La tradition historiographique conçoit généralement l'oeuvre de Hume comme le point
culminant d'une sorte d'école philosophique, arbitrairement appelée « empirisme » et née au XVIIe
siècle avec Francis Bacon, école dont l'unité semble tenir simplement à une attitude de réserve vis-
à-vis de la spéculation métaphysique, plus qu'à une véritable homogénéité conceptuelle. Cette
attitude est celle de John Locke dans l'Essay concerning human understanding, celle de George
Berkeley dans les Principles of Human Knowledge, celle de David Hume dans son Treatise, et
concilie à la fois les principes conceptuels sur lesquels elle se fonde, et la méthode qu'elle préconise
et entend suivre : l'investigation critique, établie sur le constat empirique.

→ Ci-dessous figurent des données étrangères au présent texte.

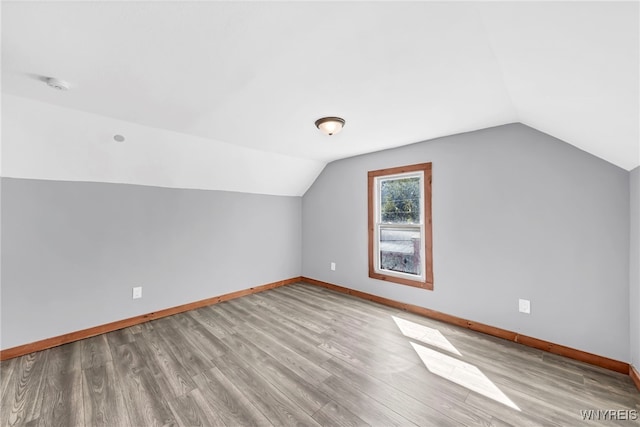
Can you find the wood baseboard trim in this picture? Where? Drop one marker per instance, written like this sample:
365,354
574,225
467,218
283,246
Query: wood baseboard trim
572,353
635,376
44,344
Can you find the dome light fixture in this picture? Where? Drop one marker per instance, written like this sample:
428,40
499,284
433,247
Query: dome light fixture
57,83
330,125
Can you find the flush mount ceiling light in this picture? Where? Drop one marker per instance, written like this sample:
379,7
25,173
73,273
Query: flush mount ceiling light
57,83
330,125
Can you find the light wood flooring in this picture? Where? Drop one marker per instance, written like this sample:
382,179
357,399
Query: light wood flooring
305,355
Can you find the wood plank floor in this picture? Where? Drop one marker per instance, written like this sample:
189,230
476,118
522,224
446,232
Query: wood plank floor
304,355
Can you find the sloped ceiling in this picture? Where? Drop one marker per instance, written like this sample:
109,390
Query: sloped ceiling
235,81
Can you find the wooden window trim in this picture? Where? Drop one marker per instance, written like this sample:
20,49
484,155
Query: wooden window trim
428,239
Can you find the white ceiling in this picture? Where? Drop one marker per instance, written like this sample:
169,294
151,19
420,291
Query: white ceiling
258,74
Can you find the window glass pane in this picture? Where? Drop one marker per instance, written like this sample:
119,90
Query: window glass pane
400,250
400,201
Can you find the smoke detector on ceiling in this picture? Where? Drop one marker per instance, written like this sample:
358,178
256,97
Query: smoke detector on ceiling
57,83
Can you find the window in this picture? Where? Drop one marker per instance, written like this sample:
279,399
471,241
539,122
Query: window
400,244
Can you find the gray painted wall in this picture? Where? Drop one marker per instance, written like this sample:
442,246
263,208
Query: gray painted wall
516,214
72,251
634,270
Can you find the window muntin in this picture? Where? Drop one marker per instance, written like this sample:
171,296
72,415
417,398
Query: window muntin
400,225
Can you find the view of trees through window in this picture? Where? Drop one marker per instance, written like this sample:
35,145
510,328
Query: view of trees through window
400,204
400,225
400,201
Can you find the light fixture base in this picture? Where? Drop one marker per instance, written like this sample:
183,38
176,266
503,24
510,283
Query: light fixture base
330,125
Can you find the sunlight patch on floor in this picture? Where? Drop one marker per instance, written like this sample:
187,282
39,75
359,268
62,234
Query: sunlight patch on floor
461,373
425,334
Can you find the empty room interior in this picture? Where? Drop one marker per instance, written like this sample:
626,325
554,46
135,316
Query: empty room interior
320,213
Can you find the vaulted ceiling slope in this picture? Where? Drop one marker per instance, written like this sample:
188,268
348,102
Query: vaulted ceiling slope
234,80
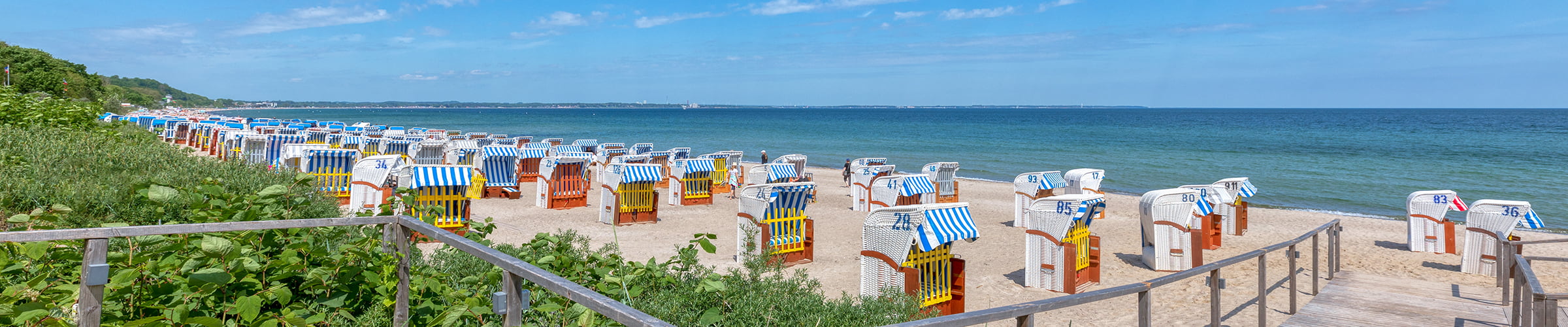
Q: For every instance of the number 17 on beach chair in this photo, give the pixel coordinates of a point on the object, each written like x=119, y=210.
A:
x=1060, y=254
x=772, y=220
x=1487, y=222
x=1426, y=219
x=910, y=249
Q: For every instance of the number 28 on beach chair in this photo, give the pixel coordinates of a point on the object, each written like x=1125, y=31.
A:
x=943, y=175
x=563, y=184
x=772, y=220
x=1034, y=186
x=910, y=249
x=691, y=181
x=1429, y=228
x=1060, y=254
x=1488, y=220
x=629, y=194
x=1170, y=235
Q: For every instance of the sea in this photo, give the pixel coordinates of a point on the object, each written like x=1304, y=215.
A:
x=1341, y=161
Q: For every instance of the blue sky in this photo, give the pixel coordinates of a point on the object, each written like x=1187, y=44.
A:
x=828, y=52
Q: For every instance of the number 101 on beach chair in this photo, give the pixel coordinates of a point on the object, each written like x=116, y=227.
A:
x=910, y=249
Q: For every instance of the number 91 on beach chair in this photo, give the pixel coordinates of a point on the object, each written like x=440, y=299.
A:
x=1060, y=254
x=910, y=249
x=772, y=220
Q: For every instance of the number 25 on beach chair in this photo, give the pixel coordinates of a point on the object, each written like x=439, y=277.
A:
x=1060, y=254
x=1484, y=224
x=910, y=249
x=1428, y=225
x=943, y=175
x=772, y=220
x=629, y=194
x=691, y=181
x=1170, y=235
x=1034, y=186
x=562, y=184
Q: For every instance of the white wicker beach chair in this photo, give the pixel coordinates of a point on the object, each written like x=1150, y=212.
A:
x=1428, y=225
x=772, y=219
x=908, y=249
x=1060, y=254
x=1486, y=222
x=1170, y=235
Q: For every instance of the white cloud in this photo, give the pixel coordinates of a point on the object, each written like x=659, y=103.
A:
x=1216, y=27
x=526, y=35
x=647, y=22
x=1045, y=7
x=562, y=20
x=436, y=32
x=984, y=13
x=310, y=18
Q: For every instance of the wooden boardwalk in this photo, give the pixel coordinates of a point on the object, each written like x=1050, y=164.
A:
x=1360, y=299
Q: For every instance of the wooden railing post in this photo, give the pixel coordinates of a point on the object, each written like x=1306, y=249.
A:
x=1263, y=290
x=90, y=298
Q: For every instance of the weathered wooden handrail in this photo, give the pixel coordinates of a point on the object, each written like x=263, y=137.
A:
x=397, y=232
x=1023, y=313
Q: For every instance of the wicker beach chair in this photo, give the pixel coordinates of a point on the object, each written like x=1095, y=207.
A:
x=1486, y=222
x=1170, y=230
x=910, y=249
x=772, y=220
x=1060, y=254
x=1428, y=225
x=691, y=181
x=629, y=194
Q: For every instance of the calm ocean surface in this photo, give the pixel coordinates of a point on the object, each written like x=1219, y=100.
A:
x=1350, y=161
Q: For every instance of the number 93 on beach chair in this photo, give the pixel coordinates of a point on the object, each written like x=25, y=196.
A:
x=629, y=194
x=772, y=220
x=1429, y=228
x=1060, y=254
x=1169, y=219
x=1488, y=220
x=910, y=249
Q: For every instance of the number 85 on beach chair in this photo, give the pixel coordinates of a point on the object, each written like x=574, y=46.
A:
x=910, y=249
x=772, y=220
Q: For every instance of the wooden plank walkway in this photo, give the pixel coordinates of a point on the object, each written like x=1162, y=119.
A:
x=1362, y=299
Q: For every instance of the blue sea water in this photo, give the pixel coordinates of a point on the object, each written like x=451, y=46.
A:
x=1355, y=161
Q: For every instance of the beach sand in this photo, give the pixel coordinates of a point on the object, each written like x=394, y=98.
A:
x=996, y=260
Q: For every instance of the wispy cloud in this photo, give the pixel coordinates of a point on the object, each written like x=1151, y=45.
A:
x=908, y=14
x=647, y=22
x=1211, y=29
x=311, y=18
x=984, y=13
x=1045, y=7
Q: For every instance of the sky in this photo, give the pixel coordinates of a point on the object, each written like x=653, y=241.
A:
x=827, y=52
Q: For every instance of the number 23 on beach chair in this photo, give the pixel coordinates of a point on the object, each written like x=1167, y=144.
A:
x=910, y=249
x=772, y=220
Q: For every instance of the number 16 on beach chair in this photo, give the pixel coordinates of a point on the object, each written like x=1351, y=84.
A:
x=1062, y=255
x=943, y=175
x=910, y=249
x=1426, y=219
x=772, y=220
x=562, y=184
x=629, y=194
x=1488, y=220
x=1170, y=235
x=691, y=181
x=1034, y=186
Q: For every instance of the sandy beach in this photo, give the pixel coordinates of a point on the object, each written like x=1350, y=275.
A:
x=996, y=260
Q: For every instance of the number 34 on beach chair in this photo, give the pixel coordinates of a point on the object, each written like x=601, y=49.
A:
x=910, y=249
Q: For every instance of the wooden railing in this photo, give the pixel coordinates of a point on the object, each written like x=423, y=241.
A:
x=1529, y=302
x=396, y=232
x=1024, y=313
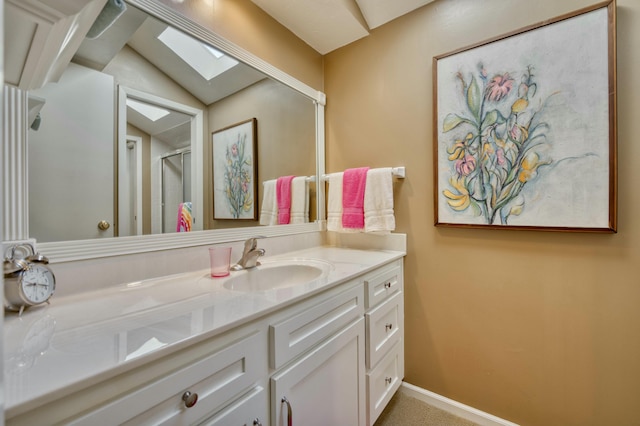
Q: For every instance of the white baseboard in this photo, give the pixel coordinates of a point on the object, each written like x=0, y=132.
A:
x=454, y=407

Il est évident que le terme
de « critique » à proprement parler n'est pas revendiqué par les auteurs, et il semble même
anachronique de parler de « critique » avant la naissance de la philosophie transcendantale
kantienne ; mais l'exposé de leur démarche contient un champ lexical caractéristique de cette
injonction critique, si bien qu'aucun autre mot ne conviendrait mieux pour désigner de manière
explicite leur attitude. L'introduction de l'Essai philosophique concernant l'entendement humain de
Locke est en ce sens éloquente :
1 - Kant, Anthropologie du point de vue pragmatique, Préface, p. 83 (trad. Michel Foucault).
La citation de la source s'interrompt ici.